While amateur brewers have found multiple uses for brewing pumps, their primary use is to move hot liquor and wort around. Until the Brutus-style, single-tier brewing sculpture was developed, most brewers used some kind of three-tier, gravity-fed design. For years, my three-tier setup was my kitchen countertop, a kitchen chair, and my kitchen floor (I mashed in my kitchen and boiled outside or in a garage). My hot liquor back was placed on my kitchen countertop. My mash/lauter tun was placed on a kitchen chair (usually with a saucer used as a wedge to level it), and my kettle sat on the floor on top of thin telephone book to insulate the kettle from the floor. Most healthy men in the their twenties, thirties, forties, and sometimes into their fifties, can lift and move a kettle with 7.25 gallons of run-off in it (to my astonishment, I discovered that I can still do it and I will 60 this year). However, that is not remotely possible for all, but the strongest brewers when we are talking about 10-gallon batches. Ten gallon batches are where a pump pays dividends because of the weight of the liquids.
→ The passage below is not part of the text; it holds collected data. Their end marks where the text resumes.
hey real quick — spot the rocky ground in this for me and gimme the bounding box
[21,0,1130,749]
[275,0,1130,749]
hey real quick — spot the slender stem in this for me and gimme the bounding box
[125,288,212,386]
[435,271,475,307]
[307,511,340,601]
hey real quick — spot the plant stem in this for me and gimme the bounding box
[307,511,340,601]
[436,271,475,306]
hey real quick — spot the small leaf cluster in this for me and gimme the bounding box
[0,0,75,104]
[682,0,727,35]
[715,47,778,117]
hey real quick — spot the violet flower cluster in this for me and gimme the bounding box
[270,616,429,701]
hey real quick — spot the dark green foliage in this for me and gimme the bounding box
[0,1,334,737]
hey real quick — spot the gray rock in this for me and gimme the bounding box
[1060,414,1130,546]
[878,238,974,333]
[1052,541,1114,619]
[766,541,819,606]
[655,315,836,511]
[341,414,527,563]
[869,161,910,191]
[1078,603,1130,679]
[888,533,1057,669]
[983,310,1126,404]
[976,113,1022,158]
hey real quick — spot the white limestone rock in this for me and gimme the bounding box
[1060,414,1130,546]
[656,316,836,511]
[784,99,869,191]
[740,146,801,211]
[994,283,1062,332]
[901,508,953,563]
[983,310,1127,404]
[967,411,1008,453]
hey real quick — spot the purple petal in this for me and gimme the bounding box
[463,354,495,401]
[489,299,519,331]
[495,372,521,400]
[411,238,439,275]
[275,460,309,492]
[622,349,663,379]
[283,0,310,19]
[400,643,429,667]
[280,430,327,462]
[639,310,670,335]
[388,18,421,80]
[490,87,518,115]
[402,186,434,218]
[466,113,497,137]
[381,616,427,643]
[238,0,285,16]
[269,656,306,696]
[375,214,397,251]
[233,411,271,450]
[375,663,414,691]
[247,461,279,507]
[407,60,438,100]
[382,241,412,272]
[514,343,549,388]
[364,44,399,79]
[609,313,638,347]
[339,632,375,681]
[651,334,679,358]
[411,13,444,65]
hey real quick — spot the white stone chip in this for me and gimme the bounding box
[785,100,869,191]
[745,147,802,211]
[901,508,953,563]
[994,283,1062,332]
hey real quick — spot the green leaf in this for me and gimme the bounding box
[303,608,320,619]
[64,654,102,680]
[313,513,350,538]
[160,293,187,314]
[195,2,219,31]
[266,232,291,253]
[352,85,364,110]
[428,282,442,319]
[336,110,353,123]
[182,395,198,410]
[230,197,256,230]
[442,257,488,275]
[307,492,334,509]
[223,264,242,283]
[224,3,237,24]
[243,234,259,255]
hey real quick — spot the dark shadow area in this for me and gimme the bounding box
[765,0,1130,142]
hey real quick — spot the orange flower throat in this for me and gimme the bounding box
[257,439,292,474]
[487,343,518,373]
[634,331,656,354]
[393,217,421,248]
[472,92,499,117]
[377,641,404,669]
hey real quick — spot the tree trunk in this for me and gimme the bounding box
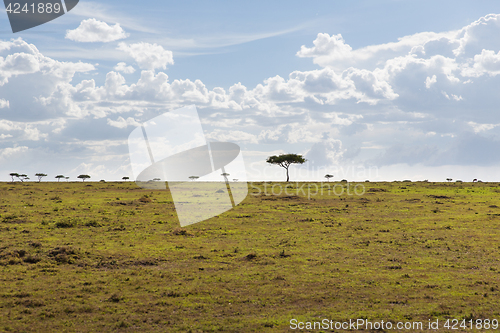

Thirteen gallons of runoff for 11 gallons end of the boil at a gravity of 1.050 weighs 8.33 * 13 + 12 = ~120lbs and things just heavier as the batch size increases.
People will argue that a pump is needed for hopback usage and counterflow chilling, but I have done both using just gravity. Many old British breweries only use a pump to pump water up to the hot liquor back. Everything else uses gravity. I have never owned a plate chiller, but I believe that gravity would work for plate chiller as well.